Another useful tool included with Visual J++ is the WinDiff utility, which is a Windows version of the classic UNIX diff utility. The program allows you to compare directories as well as individual files. To run WinDiff, simply double-click the icon in the Microsoft Visual J++ folder or program group. Select either Compare Files or Compare Directories from the File menu.
A typical WinDiff display is shown in Figure 10.5. In the figure, the two versions of the View3D file in Listing 10.3 are being compared. The differences between the files are shown both graphically and using the standard diff notation. In the second version of the code, lines 36 and 37 of the listing were edited to add a call to the Math.floor() method.
Figure 10.5 : File comparison using the WinDiff utility.
The WinDiff utility can also be run from the command line using the following syntax:
WinDiff path1 [path2] [-s [options] savefile]
The options you can enter from the command line are shown in Table
10.3. Specifying only a single path causes WinDiff to compare
files in the current directory with those in the path. Specifying
two paths compares files in both paths. The command-line switches
modify these actions in different ways.
| Option | Description |
| path1 | Compares files in path1 with files in current directory. |
| path1 path2 | Compares files in path1 with files in path2. |
| options | Can be any combination of the following options: |
| /s: | Compares files that are in both paths. |
| /l: | Compares only files in the first (left) path. |
| /r: | Compares only files in the second (right) path. |
| /d: | Compares two different files in both paths. |
| savefile | Name of text file where comparison results are written. |
The /s option tells WinDiff to compare files that appear on both paths. WinDiff shows a list of all the files and identifies which directory has the most recent copy. You can see the file differences by selecting a file and clicking on the Expand button.
The /l and /r options compare only files in the left and right paths, respectively. The last option, /d, compares two different files in both paths. All the options are available as menu options. By specifying the -s option, you can tell WinDiff to save the results of any file comparisons to a file.
When comparing files from one directory, WinDiff shows a list of all the files in the current directory and any subdirectories showing files. You can view the contents of a file by selecting the file and clicking on the Expand button.

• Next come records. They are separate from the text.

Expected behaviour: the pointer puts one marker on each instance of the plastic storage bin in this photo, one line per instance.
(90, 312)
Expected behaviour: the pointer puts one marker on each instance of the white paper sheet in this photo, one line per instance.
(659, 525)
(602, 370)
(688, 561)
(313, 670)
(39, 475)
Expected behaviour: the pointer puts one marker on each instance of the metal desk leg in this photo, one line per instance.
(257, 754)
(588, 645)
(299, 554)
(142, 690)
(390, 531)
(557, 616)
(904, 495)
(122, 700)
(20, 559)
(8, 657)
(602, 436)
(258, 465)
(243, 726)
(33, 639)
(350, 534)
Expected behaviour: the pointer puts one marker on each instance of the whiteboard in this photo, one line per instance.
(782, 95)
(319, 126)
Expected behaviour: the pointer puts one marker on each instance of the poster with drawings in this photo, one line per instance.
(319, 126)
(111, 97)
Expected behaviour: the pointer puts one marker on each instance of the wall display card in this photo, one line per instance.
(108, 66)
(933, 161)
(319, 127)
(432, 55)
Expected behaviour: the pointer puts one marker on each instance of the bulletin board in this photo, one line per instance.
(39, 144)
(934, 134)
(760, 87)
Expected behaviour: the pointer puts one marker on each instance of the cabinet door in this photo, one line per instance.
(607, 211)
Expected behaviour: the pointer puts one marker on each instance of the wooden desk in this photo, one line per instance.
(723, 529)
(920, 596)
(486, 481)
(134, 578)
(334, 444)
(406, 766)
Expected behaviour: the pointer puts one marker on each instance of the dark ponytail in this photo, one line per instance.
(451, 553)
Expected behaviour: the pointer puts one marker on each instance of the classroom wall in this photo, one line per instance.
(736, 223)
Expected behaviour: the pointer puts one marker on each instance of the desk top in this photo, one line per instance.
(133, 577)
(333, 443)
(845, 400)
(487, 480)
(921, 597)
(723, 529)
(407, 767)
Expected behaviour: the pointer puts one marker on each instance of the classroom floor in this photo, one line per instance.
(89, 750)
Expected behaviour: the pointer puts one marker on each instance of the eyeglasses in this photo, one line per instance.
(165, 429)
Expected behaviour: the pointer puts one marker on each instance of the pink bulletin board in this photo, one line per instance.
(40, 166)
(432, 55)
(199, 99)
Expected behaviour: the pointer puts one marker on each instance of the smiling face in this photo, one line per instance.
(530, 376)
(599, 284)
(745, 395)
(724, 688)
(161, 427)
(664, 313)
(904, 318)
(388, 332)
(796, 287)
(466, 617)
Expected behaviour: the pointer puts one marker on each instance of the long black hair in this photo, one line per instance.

When comparing two different directories, WinDiff tells you which files are newer and which are identical. You can show the differences between two versions of a file by selecting the file from the list and clicking on the Expand button.
The Visual J++ compiler is a great tool for writing Java programs. I had no trouble creating Java applets using the Applet and Class Wizards. The integration of Internet Explorer with Visual J++ as a debugging tool makes development and testing of Java applets even easier. Because both Visual J++ and Internet Explorer support the use of embedded ActiveX controls, you can expect to see a tidal wave of creative Java applets and applications.